Table of Contents
Unfortunately, many translation database/wordlist projects use their own format and so require a specialized converter. Some adhere to standards, but mostly their own. A problem with standards is that you have too many to choose from. It is an aim of FreeDict to lead to some kind of standardisation of data with the TEI format. Also we hope that upstream projects (ie. the projects where actual dictionary data comes from) make their data available in TEI XML format or even directly use TEI XML as their primary data format.

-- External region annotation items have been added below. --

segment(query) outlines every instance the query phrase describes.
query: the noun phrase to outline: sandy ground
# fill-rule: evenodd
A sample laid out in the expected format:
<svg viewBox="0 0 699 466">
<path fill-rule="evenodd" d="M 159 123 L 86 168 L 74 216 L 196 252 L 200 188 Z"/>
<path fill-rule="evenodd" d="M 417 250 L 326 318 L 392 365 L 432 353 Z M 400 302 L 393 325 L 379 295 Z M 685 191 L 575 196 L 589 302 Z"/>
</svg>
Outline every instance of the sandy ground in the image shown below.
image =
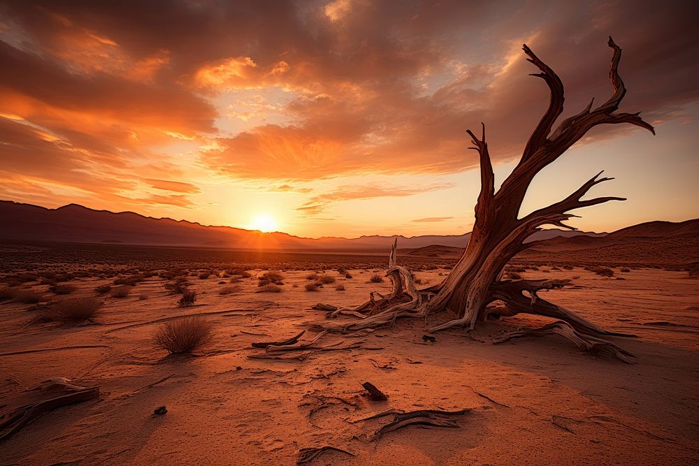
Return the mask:
<svg viewBox="0 0 699 466">
<path fill-rule="evenodd" d="M 175 306 L 178 296 L 164 289 L 165 280 L 151 277 L 127 298 L 106 298 L 96 323 L 80 326 L 30 323 L 29 305 L 0 304 L 0 413 L 22 390 L 51 377 L 101 392 L 0 444 L 0 463 L 291 465 L 300 449 L 326 445 L 356 456 L 325 453 L 312 464 L 699 462 L 699 289 L 686 272 L 616 270 L 624 280 L 580 268 L 544 275 L 578 277 L 576 286 L 549 291 L 547 299 L 639 336 L 614 340 L 637 356 L 633 365 L 593 358 L 557 337 L 488 342 L 503 328 L 538 323 L 526 317 L 488 323 L 473 337 L 438 333 L 435 343 L 423 342 L 421 322 L 404 320 L 322 342 L 361 342 L 359 349 L 301 353 L 302 360 L 248 358 L 264 352 L 251 342 L 284 339 L 322 321 L 324 314 L 310 309 L 316 303 L 350 305 L 370 291 L 389 291 L 387 282 L 368 282 L 371 270 L 350 272 L 352 279 L 327 272 L 346 291 L 331 284 L 315 293 L 304 290 L 303 271 L 285 272 L 279 293 L 253 293 L 253 277 L 235 284 L 239 292 L 219 296 L 231 285 L 194 277 L 191 288 L 200 296 L 188 308 Z M 433 283 L 445 272 L 416 275 Z M 74 296 L 94 296 L 95 286 L 110 282 L 71 283 L 80 287 Z M 211 344 L 197 357 L 164 358 L 154 331 L 162 319 L 189 314 L 214 323 Z M 367 381 L 388 400 L 363 397 Z M 152 416 L 163 405 L 168 414 Z M 412 426 L 375 441 L 370 436 L 385 419 L 349 422 L 389 409 L 463 408 L 471 411 L 458 418 L 459 428 Z"/>
</svg>

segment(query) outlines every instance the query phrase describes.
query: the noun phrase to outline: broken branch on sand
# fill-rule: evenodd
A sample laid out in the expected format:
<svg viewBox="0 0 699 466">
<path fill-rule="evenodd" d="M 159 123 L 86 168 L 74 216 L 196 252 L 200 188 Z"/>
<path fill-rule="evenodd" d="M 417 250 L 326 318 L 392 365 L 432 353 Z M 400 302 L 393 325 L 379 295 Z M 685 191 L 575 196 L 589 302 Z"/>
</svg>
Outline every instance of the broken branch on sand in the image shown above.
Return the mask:
<svg viewBox="0 0 699 466">
<path fill-rule="evenodd" d="M 382 425 L 378 430 L 371 436 L 372 440 L 378 440 L 384 434 L 387 434 L 394 430 L 408 425 L 429 425 L 432 427 L 445 427 L 455 428 L 460 427 L 458 423 L 451 421 L 454 416 L 461 416 L 470 412 L 470 408 L 460 409 L 459 411 L 444 411 L 442 409 L 418 409 L 409 412 L 403 412 L 394 409 L 375 414 L 374 416 L 359 419 L 352 423 L 359 423 L 371 419 L 378 419 L 387 416 L 393 415 L 393 420 L 387 424 Z"/>
<path fill-rule="evenodd" d="M 0 442 L 10 438 L 28 423 L 48 412 L 99 396 L 99 387 L 85 388 L 62 379 L 42 382 L 31 390 L 40 390 L 44 393 L 51 393 L 58 391 L 64 394 L 25 405 L 3 416 L 7 418 L 0 423 L 0 432 L 3 432 L 0 433 Z"/>
<path fill-rule="evenodd" d="M 297 465 L 303 465 L 320 456 L 325 451 L 339 451 L 350 456 L 356 456 L 353 453 L 335 448 L 334 446 L 321 446 L 317 448 L 305 448 L 298 451 L 298 459 L 296 460 Z"/>
<path fill-rule="evenodd" d="M 326 323 L 322 326 L 336 332 L 355 331 L 391 325 L 396 319 L 417 317 L 423 320 L 433 314 L 452 314 L 446 322 L 431 327 L 428 331 L 466 327 L 473 330 L 479 322 L 487 320 L 491 313 L 488 306 L 502 301 L 503 316 L 530 314 L 565 321 L 570 328 L 547 329 L 542 335 L 556 333 L 570 340 L 587 351 L 598 351 L 619 358 L 625 363 L 631 355 L 602 337 L 622 335 L 609 332 L 588 321 L 574 312 L 540 299 L 537 292 L 560 288 L 563 283 L 552 280 L 503 280 L 503 270 L 510 260 L 535 242 L 528 241 L 544 225 L 575 230 L 564 222 L 576 217 L 571 210 L 603 204 L 624 198 L 605 196 L 583 199 L 591 189 L 613 178 L 602 177 L 600 172 L 565 198 L 554 202 L 530 214 L 520 217 L 522 203 L 532 181 L 595 126 L 607 124 L 628 124 L 644 128 L 655 134 L 651 125 L 643 121 L 638 113 L 618 112 L 626 89 L 619 74 L 621 48 L 610 37 L 607 45 L 612 50 L 610 66 L 612 96 L 602 105 L 593 108 L 592 102 L 577 114 L 559 122 L 563 112 L 563 84 L 558 75 L 539 59 L 526 45 L 523 50 L 527 60 L 536 66 L 549 87 L 550 101 L 547 110 L 532 132 L 517 166 L 496 191 L 493 165 L 486 139 L 485 124 L 480 136 L 468 130 L 473 147 L 479 156 L 481 189 L 474 212 L 475 223 L 466 249 L 449 275 L 439 284 L 418 289 L 410 270 L 397 264 L 396 245 L 389 258 L 386 273 L 393 284 L 387 296 L 370 293 L 369 300 L 356 306 L 345 307 L 317 305 L 316 309 L 331 311 L 331 317 L 341 314 L 359 314 L 359 320 Z M 526 296 L 525 296 L 526 295 Z M 549 331 L 550 330 L 550 331 Z M 587 335 L 591 335 L 589 338 Z"/>
</svg>

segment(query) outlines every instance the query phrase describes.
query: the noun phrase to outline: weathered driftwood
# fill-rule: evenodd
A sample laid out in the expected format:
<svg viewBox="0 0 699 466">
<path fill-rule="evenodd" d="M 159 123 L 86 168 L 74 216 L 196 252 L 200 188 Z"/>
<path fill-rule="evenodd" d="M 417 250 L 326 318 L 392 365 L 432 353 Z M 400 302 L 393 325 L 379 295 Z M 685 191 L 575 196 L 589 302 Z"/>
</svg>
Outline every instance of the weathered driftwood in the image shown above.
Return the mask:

ding2tei.pl - conversion of the ding database (English/German) into TEI format
hd2tei.pl - conversion of the "hd" format (which dictfmt also understands) into TEI format
tab2tei.pl - conversion of tab delimited plain text file into TEI format
dict2tei.py - conversion of an already formatted dictd database into TEI format
Ergane 5.0, which was the source for the first FreeDict databases, had an export function. Back then it was easy to use its output and convert it into TEI. But by now Ergane 8.0 is out - without any export function. Then and now Ergane used Microsoft Access databases. Using knowledge about the structure of the Ergabe databases it is possible to implement a new export function.
At the heart of Ergane's approach to dictionary encoding is an
index of word meanings. The meanings of every word are encoded as
numbers. The word meanings of different languages are mapped to the
same index numbers. It is possible to find the translations of the
words of language la1 in language
la2 by this SQL query:
SELECT * FROM la1, la2 WHERE la1.EspKey = la2.EspKey
Ergane explains it uses Esperanto as an intermediate language. But that is not really necessary. The Ergane database just contains some special tables, but they are not special to Esperanto.
Table 13.1. The 'Woordenboek' table structure
| data type | column name | description |
|---|---|---|
| longint | keyno | primary key |
| longint | EspKey | meaning number |
| Text(510) | XEntry | orthography (the headword), encoding? |
| byte | Type | Part of Speech. For codes see conversion script. |
| char(2) | GType | Genus type. code? |
| byte | FType | Flexion type. codes? |
| Memo | Omschr | transliteration? |
| Byte | Freq | |
| longint | Volgorde | sorting key |
| longint | Opm | |
| longint | Opm2 | |
| Text(240) | Sortkey | |
| Text(170) | Uitspraak | pronunciation? |
Some Woordenboek tables of language databases have extra columns.